This patch implements emission of OpenMP target region entrypoints: the
compiler emits the target function with '$impl' appended to the name, and
under the original name it emits a short entry sequence that sets up shared
memory arrays and calls the target function via 'gomp_nvptx_main' (which is
implemented in libgomp).

	* config/nvptx/nvptx.c (write_as_kernel): Restrict to OpenACC target
	regions.
	(write_omp_entry): New.  Use it...
	(nvptx_declare_function_name): ...here to emit OpenMP target region
	entrypoints.
	(nvptx_record_offload_symbol): Handle NULL attributes.
---
 gcc/config/nvptx/nvptx.c | 82 +++++++++++++++++++++++++++++++++++++++++++++---
 1 file changed, 78 insertions(+), 4 deletions(-)

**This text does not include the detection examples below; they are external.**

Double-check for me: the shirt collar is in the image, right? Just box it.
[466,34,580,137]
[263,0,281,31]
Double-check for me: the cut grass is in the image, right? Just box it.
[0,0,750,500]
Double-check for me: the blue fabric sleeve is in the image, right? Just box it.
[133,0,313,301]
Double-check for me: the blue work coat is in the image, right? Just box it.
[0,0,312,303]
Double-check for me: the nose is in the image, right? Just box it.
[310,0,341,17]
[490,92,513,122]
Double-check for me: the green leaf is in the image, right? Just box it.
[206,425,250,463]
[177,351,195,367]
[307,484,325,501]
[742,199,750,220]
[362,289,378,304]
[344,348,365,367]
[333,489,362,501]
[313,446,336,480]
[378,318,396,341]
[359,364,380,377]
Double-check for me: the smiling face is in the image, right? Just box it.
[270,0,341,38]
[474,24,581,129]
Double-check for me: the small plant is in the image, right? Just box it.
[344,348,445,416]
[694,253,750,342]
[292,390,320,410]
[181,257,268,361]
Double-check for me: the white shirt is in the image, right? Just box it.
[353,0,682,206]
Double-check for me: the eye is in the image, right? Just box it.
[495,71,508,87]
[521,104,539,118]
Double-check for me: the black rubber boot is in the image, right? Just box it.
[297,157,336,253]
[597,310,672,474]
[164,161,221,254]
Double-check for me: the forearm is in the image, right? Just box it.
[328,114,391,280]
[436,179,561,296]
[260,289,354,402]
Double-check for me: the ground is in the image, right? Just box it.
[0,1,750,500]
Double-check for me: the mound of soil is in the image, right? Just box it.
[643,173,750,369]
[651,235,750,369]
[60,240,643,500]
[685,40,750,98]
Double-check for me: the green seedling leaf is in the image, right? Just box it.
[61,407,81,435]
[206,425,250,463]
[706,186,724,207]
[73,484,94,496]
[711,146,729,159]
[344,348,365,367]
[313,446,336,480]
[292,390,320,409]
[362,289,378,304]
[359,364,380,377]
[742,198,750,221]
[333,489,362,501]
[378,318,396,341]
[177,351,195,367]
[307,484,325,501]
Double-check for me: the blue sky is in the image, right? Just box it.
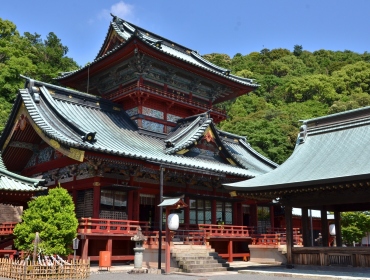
[0,0,370,65]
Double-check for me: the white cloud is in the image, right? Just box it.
[98,1,134,20]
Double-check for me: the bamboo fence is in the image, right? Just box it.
[0,258,90,280]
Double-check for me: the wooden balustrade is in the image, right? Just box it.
[292,247,370,267]
[78,218,149,235]
[252,233,302,246]
[198,224,254,238]
[104,84,226,115]
[0,222,17,235]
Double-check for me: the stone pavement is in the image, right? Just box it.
[91,261,370,280]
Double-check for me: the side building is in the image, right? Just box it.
[0,14,277,260]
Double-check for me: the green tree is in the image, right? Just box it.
[0,18,78,130]
[341,212,370,245]
[293,45,303,56]
[14,187,78,255]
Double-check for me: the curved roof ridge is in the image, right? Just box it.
[302,106,370,127]
[164,116,200,143]
[191,51,230,73]
[216,128,247,142]
[165,117,212,154]
[41,86,96,142]
[19,89,82,146]
[239,139,279,168]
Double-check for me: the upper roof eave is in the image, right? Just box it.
[55,15,259,88]
[9,77,264,178]
[225,107,370,192]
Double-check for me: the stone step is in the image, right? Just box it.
[182,267,227,273]
[180,263,224,270]
[178,260,223,266]
[173,255,217,262]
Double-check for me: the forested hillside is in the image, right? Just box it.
[0,18,78,131]
[205,45,370,163]
[0,18,370,163]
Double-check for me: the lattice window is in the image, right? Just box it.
[76,189,93,218]
[38,147,54,163]
[189,199,212,224]
[126,107,139,117]
[140,194,156,205]
[141,120,164,133]
[167,114,181,122]
[143,107,164,120]
[216,201,233,225]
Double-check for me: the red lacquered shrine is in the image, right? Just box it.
[0,17,277,261]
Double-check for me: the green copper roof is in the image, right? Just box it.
[0,154,43,192]
[0,76,276,178]
[58,16,259,88]
[225,107,370,192]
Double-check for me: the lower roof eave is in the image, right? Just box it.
[224,173,370,193]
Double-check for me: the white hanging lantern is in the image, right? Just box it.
[329,224,335,235]
[167,214,179,230]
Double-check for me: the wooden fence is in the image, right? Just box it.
[0,258,90,280]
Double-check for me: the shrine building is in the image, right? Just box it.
[0,16,277,260]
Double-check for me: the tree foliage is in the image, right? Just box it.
[205,45,370,163]
[14,187,78,255]
[341,212,370,245]
[0,18,78,130]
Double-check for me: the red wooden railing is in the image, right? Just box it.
[252,233,302,245]
[198,224,254,238]
[78,218,149,235]
[104,84,226,116]
[0,222,17,235]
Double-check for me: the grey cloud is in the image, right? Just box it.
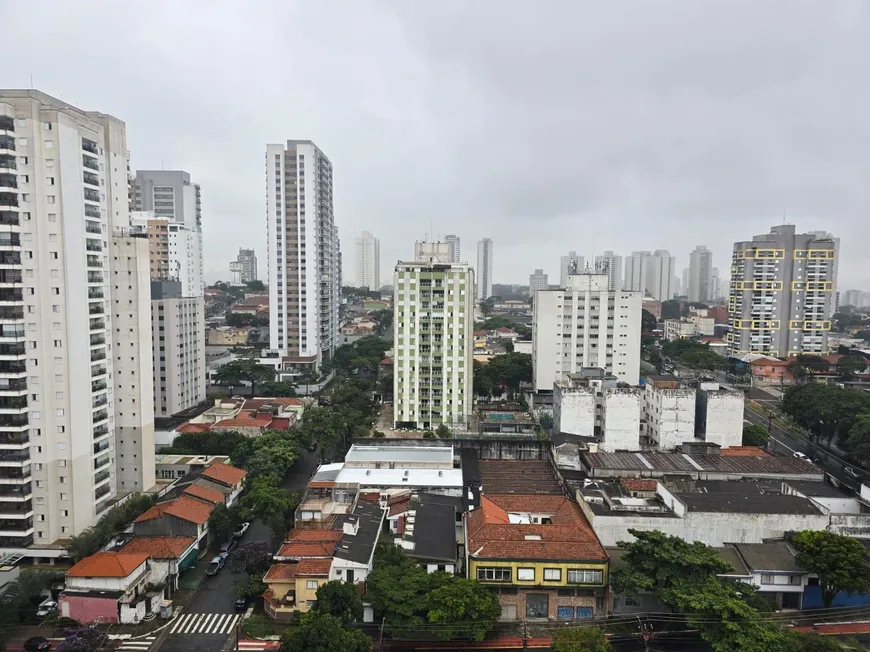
[4,0,870,289]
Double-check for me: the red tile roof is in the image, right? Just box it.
[466,494,607,561]
[184,484,224,505]
[66,552,150,577]
[121,537,196,559]
[202,462,248,487]
[619,478,659,491]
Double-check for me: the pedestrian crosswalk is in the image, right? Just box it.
[169,613,241,634]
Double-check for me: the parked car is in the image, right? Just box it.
[36,598,57,618]
[24,636,51,652]
[220,539,239,557]
[205,555,227,576]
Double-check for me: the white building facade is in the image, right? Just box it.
[0,90,154,558]
[532,274,642,391]
[266,140,341,368]
[393,243,475,429]
[354,231,381,291]
[476,238,493,301]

diff --git a/gcc/config/nvptx/nvptx.c b/gcc/config/nvptx/nvptx.c
index f9ac380..8d86aa8 100644
--- a/gcc/config/nvptx/nvptx.c
+++ b/gcc/config/nvptx/nvptx.c
@@ -739,7 +739,10 @@ static bool
 write_as_kernel (tree attrs)
 {
   return (lookup_attribute ("kernel", attrs) != NULL_TREE
-	  || lookup_attribute ("omp target entrypoint", attrs) != NULL_TREE);
+	  || (lookup_attribute ("omp target entrypoint", attrs) != NULL_TREE
+	      && lookup_attribute ("oacc function", attrs) != NULL_TREE));
+  /* For OpenMP target regions, the corresponding kernel entry is emitted from
+     write_omp_entry as a separate function.  */
 }
 
 /* Emit a linker marker for a function decl or defn.  */
@@ -1096,6 +1099,69 @@ nvptx_init_unisimt_predicate (FILE *file)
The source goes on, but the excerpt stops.